- From: Michael Kay <mike@saxonica.com>
- Date: Mon, 16 May 2011 22:07:55 +0100
- To: xmlschema-dev@w3.org
On 16/05/2011 19:54, Costello, Roger L. wrote: > Hi Folks, > > 1. Is every XML Schema validator guaranteed to support the same set of Unicode characters? Firstly, let's assume we are talking about conformant XSD processors. There are many that aren't conformant, and regex support is a notorious black spot for this. As far as conformant processors are concerned, the spec offers implementors freedom to choose which version of Unicode they will support. So if the definitions of character groups like Nd change from one Unicode version to the next, this may be reflected in differences between schema processors.
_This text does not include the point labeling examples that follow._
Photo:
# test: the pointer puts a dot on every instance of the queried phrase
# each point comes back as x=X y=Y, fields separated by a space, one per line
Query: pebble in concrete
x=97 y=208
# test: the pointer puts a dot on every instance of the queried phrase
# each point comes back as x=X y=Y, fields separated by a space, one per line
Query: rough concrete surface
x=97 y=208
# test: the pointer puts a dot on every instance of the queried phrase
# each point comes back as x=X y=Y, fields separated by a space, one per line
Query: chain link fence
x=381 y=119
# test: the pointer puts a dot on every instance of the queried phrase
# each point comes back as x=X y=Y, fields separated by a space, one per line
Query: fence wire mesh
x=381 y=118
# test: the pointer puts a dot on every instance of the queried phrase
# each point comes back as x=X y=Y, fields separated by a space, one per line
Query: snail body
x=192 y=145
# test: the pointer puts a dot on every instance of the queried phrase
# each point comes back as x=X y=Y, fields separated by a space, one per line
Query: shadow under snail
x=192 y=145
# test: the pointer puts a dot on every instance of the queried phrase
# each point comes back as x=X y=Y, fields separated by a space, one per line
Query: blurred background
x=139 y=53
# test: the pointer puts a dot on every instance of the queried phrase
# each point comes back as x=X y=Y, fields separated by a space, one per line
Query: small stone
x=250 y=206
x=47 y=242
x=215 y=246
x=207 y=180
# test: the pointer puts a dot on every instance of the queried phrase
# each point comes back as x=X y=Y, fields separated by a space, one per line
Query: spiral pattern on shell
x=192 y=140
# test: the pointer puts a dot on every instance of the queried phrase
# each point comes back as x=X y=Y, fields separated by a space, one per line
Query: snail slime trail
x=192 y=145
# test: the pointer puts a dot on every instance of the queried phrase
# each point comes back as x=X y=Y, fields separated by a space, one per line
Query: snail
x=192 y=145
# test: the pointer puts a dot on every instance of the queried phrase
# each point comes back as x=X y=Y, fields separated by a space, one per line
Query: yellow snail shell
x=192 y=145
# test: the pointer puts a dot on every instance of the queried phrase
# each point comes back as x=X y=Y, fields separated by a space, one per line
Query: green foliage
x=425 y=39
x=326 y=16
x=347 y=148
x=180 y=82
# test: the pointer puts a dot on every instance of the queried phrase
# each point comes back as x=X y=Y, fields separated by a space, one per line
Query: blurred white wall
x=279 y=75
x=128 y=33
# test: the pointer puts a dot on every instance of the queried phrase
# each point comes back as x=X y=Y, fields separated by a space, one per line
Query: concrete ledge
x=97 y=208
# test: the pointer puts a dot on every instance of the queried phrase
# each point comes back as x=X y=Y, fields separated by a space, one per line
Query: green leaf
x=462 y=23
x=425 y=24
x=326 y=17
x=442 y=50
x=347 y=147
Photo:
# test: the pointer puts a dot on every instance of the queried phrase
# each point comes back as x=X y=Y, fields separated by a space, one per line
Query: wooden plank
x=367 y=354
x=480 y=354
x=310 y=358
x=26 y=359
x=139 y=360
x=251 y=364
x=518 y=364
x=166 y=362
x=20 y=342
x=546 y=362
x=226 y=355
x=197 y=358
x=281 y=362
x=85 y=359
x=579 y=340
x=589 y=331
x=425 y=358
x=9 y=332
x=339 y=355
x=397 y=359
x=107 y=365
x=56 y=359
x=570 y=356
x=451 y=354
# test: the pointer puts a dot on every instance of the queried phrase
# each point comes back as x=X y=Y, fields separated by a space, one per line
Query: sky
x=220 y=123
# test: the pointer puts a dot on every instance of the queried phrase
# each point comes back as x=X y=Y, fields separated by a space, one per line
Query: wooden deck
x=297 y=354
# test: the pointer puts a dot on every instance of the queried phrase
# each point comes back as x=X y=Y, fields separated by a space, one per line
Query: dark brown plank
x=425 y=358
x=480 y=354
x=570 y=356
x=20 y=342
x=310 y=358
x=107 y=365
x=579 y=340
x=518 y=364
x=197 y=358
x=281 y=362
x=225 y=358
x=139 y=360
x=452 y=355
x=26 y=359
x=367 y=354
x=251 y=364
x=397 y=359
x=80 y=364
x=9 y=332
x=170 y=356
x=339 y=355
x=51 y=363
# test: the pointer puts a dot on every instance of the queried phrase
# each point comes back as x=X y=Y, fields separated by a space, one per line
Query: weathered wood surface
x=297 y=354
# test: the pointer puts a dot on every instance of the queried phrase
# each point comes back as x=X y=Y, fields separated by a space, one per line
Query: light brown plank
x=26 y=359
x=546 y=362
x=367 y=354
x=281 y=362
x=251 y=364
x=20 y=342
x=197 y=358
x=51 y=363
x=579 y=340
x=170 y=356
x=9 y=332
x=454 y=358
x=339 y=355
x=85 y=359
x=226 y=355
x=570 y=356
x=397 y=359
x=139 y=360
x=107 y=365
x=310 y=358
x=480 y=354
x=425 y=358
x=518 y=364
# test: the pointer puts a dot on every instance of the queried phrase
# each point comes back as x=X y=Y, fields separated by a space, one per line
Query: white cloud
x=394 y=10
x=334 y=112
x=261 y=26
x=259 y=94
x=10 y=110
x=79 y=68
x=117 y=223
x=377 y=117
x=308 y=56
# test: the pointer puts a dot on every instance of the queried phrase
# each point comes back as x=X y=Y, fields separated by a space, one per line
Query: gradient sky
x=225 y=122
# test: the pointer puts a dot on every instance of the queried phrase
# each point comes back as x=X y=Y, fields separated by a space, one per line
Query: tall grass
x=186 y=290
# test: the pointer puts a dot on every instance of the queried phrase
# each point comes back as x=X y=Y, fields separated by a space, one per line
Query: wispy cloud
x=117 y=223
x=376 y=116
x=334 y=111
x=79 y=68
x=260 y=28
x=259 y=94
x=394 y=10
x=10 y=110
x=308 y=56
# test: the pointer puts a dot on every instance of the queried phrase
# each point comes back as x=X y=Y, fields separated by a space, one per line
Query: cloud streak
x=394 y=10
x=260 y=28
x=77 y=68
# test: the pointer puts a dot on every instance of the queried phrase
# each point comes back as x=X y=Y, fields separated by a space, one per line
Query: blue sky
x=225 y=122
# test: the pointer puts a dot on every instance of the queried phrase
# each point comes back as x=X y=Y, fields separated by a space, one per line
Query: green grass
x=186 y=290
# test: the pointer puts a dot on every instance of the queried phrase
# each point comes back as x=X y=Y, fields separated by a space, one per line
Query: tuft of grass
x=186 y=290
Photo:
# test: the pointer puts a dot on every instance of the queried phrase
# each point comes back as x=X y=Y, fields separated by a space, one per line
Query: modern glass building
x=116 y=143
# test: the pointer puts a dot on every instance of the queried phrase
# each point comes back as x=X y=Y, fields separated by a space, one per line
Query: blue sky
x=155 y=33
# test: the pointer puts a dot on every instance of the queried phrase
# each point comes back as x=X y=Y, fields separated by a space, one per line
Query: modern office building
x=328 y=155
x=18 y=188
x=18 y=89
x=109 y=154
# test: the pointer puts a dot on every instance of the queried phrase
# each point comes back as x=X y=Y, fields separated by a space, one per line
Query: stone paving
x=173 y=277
In practice this is only likely to affect you if you are on the bleeding edge of the Unicode repertoire. > > > 2. Is every version of XML Schema guaranteed to support the same set of Unicode characters as all other versions? See above. > > 3. Does XML determine the set of characters supported by XML Schema? That is, does XML Schema support the set of Unicode characters specified in the XML specification? Yes - but XML itself allows new characters when Unicode adds them. > > 4. If I use this regex in my XML Schema: > > [^0-9]* > > Is there a risk that: > > a. The set of strings described by the regex may vary, depending on the XML Schema validator (or an XML Schema application)? > > b. With different versions of XML Schema (e.g., XML Schema 1.0, XML Schema 1.1) the regex may describe different sets of strings? > No, for a simple regex like this you'll get the same results with every processor. Even non-conformant processors, unless they're pathological. Michael Kay Saxonica
Received on Monday, 16 May 2011 21:08:19 UTC